Merhaba keko Ben, üçünüzün başlatmış olduğunuz tartışmanıza katılmıyacağım zira bu tartışma beni bağlamıyor, ve onun için sileri okumak ve yakip etmek düşüyor bana. Fakat size dostça hatırlatma yapayım, siz miletin mahlasla yazmalarına karşı çıkıyorsunuz, fakat sizde mahlasla yazıyorsunuz. Bu hastalık bir çok arkadaşta var. yapmayın, kaldıki siz gerçek isminizle yazsanız dahi karşınızdeki mahlasla yazabilir bundan doğal bir şey varmı???? saygılarımla

Kimseyi eleştirmiyor ve hakaret etmiyorum... Birilerin gerçek ismini vererek bir şey söylersem mertce çıkar kendi ismimle yazarım.. Bu çok açık değilmi?

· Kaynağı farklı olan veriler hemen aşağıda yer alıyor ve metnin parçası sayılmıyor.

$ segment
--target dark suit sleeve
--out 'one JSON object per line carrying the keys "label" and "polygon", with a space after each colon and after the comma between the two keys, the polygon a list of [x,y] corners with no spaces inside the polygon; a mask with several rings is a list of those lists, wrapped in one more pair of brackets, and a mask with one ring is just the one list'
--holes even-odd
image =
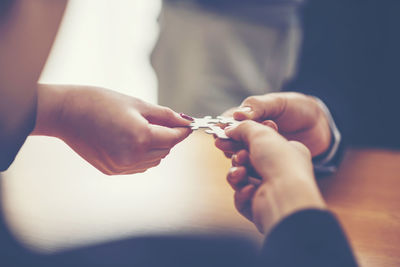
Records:
{"label": "dark suit sleeve", "polygon": [[296,77],[319,97],[348,146],[400,148],[400,1],[308,0]]}
{"label": "dark suit sleeve", "polygon": [[268,235],[260,266],[357,266],[334,215],[304,210],[280,222]]}

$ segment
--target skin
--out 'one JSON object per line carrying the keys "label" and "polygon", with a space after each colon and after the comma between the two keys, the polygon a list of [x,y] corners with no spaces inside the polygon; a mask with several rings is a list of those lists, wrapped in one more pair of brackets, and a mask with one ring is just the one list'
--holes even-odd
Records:
{"label": "skin", "polygon": [[[288,140],[303,143],[312,157],[327,151],[332,139],[328,119],[316,99],[300,93],[251,96],[240,107],[225,112],[224,116],[233,116],[240,121],[272,120],[281,135]],[[222,139],[217,139],[215,145],[228,157],[242,148],[241,144]]]}
{"label": "skin", "polygon": [[[267,235],[274,225],[296,211],[326,209],[307,147],[254,121],[229,127],[225,133],[245,148],[232,157],[233,167],[227,175],[235,190],[235,207],[260,232]],[[248,176],[250,166],[261,180],[255,182]]]}
{"label": "skin", "polygon": [[25,138],[54,136],[103,173],[158,165],[189,134],[169,108],[88,86],[38,85],[66,1],[16,0],[0,21],[0,171]]}
{"label": "skin", "polygon": [[66,1],[15,0],[0,20],[0,171],[32,131],[37,80]]}
{"label": "skin", "polygon": [[33,135],[62,139],[105,174],[157,166],[190,133],[169,108],[90,86],[40,85]]}
{"label": "skin", "polygon": [[[187,128],[179,128],[189,121],[168,108],[103,88],[37,86],[64,8],[65,1],[19,0],[1,21],[2,169],[12,162],[34,125],[33,134],[61,138],[107,174],[135,173],[157,165],[190,133]],[[272,96],[246,99],[242,110],[236,110],[233,116],[272,119],[283,135],[304,141],[311,154],[300,143],[287,141],[271,127],[256,122],[246,121],[226,129],[236,144],[246,148],[232,150],[237,153],[233,157],[236,169],[228,174],[228,181],[236,190],[235,205],[264,233],[297,210],[325,208],[315,185],[311,155],[324,151],[330,140],[328,133],[318,137],[326,125],[312,99]],[[299,102],[303,104],[296,106]],[[227,145],[233,146],[233,142]],[[247,177],[248,166],[261,175],[261,184],[255,185]]]}

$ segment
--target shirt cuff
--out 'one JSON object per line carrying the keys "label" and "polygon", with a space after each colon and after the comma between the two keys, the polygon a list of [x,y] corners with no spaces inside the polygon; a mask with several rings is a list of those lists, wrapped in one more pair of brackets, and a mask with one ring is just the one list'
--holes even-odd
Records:
{"label": "shirt cuff", "polygon": [[322,111],[325,113],[326,118],[328,119],[329,128],[331,130],[331,144],[323,155],[318,156],[313,159],[314,163],[314,171],[316,173],[324,173],[330,174],[334,173],[337,170],[337,160],[335,160],[336,155],[339,151],[340,142],[342,136],[339,132],[339,129],[336,126],[336,123],[330,113],[328,107],[325,103],[319,99],[318,97],[314,97],[317,100],[317,103],[321,107]]}

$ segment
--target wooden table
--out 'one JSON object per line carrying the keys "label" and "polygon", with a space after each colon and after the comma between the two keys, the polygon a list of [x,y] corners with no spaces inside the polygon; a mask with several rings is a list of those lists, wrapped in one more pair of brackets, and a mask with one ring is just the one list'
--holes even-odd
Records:
{"label": "wooden table", "polygon": [[349,151],[319,182],[362,266],[400,266],[400,153]]}
{"label": "wooden table", "polygon": [[[262,236],[233,208],[230,162],[195,133],[144,174],[107,177],[62,142],[31,138],[3,183],[14,233],[40,251],[127,236]],[[363,266],[400,265],[400,153],[354,150],[319,182]]]}

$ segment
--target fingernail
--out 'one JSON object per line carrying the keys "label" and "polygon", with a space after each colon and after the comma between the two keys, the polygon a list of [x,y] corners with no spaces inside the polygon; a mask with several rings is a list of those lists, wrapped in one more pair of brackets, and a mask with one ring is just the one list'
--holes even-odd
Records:
{"label": "fingernail", "polygon": [[232,157],[231,157],[231,160],[232,160],[232,162],[237,163],[237,155],[233,154]]}
{"label": "fingernail", "polygon": [[265,126],[268,126],[272,129],[274,129],[276,132],[278,132],[278,125],[271,120],[267,120],[267,121],[263,121],[262,124],[264,124]]}
{"label": "fingernail", "polygon": [[232,161],[232,166],[237,167],[238,165],[240,165],[238,162],[238,156],[236,154],[232,156],[231,161]]}
{"label": "fingernail", "polygon": [[232,175],[234,175],[234,174],[237,172],[237,170],[238,170],[238,167],[232,167],[232,168],[229,170],[229,173],[232,174]]}
{"label": "fingernail", "polygon": [[239,107],[237,111],[249,113],[253,110],[251,107]]}
{"label": "fingernail", "polygon": [[194,119],[192,117],[190,117],[189,115],[186,115],[184,113],[179,113],[179,115],[185,120],[194,121]]}

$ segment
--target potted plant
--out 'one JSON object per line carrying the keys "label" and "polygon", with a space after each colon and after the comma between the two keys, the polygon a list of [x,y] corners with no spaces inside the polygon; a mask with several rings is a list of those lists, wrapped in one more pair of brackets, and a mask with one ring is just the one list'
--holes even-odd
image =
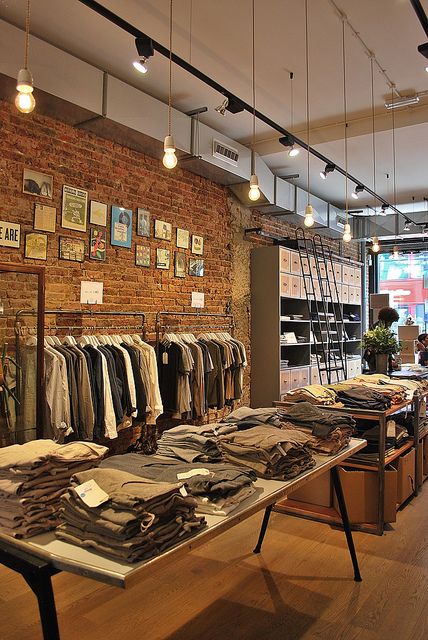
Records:
{"label": "potted plant", "polygon": [[366,331],[362,345],[364,359],[369,363],[370,370],[377,373],[388,372],[390,356],[398,353],[401,348],[395,333],[383,324],[378,324],[374,329]]}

Selam

Munzur díyeceğim size, zira Bawa munzur kutsal bir evliya olup alevi inanışında değer ve ibadet merciyidir. Adaklar adanarak yüce bir dağın doruğuna, tabiatın muhteşem güzergahı bu inancın tabiatla bütünleşen adı olup bir düşünce ve felsefeye, duruşa götürür. Kürd alevilerinde, ya da diğer değimle sersorlarında kutsal dağ,berrak akkarsu ve yaşlı çınarda ifadesini bulan güzellik, tabu olmayıp sadece arayışın aracıdır. Tabiatla bütünleşmenin adıdır. Buna rağmen saygısızlık yapmayacağım bu inanca ve ondan dolayıdır ki sizi Munzur olarak atfedeceğim. Gelelim esas konuya; sizin bu kitabı okuyup okumadığınızı bilmiyorum, ben ise zorlanarak okudum ve geriye kalanını da herhalde zorlanarak okuyacağım sabra sığınarak. Peki okuduğumdan çıkardığım sonuç mu? Tarihi kendisiyle başlatan şarlatanların şarlatanlığı. Tarihi siyasi savunma Cemil ile başlamış olup, Cemil'den sonra Kürd ve kürdistan tarihi olmayacaktır. 1925 in kahramanları siyasi savunma yapmamıştır, 1926 Ağrı başkaldırısının tutukluları mahkemeye gelir gelmez diz çükerek biz ettik siz yapmayınız...bizim de anamız türktür diyerek yargı merciyine af edilmelerini söylemişler ve 1938 e geldiğimizde de yalvaran yakaran direnişin tutukluları da keza anamız türk ve biz ettik siz etmeyiniz. Siyasi irade göstermeyip hemen teslim olmuşlardır. Koçgiri'de ise hepsi Topal Osmanla imha edilip tek bir kişi yakalanmamış olup siyasi savunma yapılmamıştır.Xalıt Beg de yene Bidlis'te ey ulu türkler mahkemenizin baxtına düşmüşüm, ben büyük bir hata isledim kürdistan istemekle diyerek el bağlayıp af dilemiştir.Taaa ki 80 e kadar hernekadar bir iki kişi biz de kürdüz bu dava siyasidir demişsede yarım yamalak olup esas tarihi açılımda Cemil bakmış ki tarihte kahraman yok, hemen kolları sıvayarak siyasi savunma yapmış olup tarihe not düşmüştür. En büyük Cemil başka büyük yok. Kürd halkının ilki. Munzur başka ne yazmamı istersin. Adam bir ilktir ve siyasi savunmanın da mücididir. Bundan sonrakiler bu tarihi tecrübeden ders almalıdır. İlham kaynağı şahesere karşı durmak ne haddimize. Ezdane dılovan sahibine bağışlasın. Gelecek kuşaklara da örnek olsun. Amin. Her ne hikmetse Kürdlerde biri çıkar ve her şeyi kendisiyle başlatır. Bu milletin aydınları da gözlerini oğarak günaydın demekte. Allaha inancın varsa allah sana kolaylık versin yoksa eğer Xızır sana kolaylık versin. O da yoksa takatın sana yol versin keko....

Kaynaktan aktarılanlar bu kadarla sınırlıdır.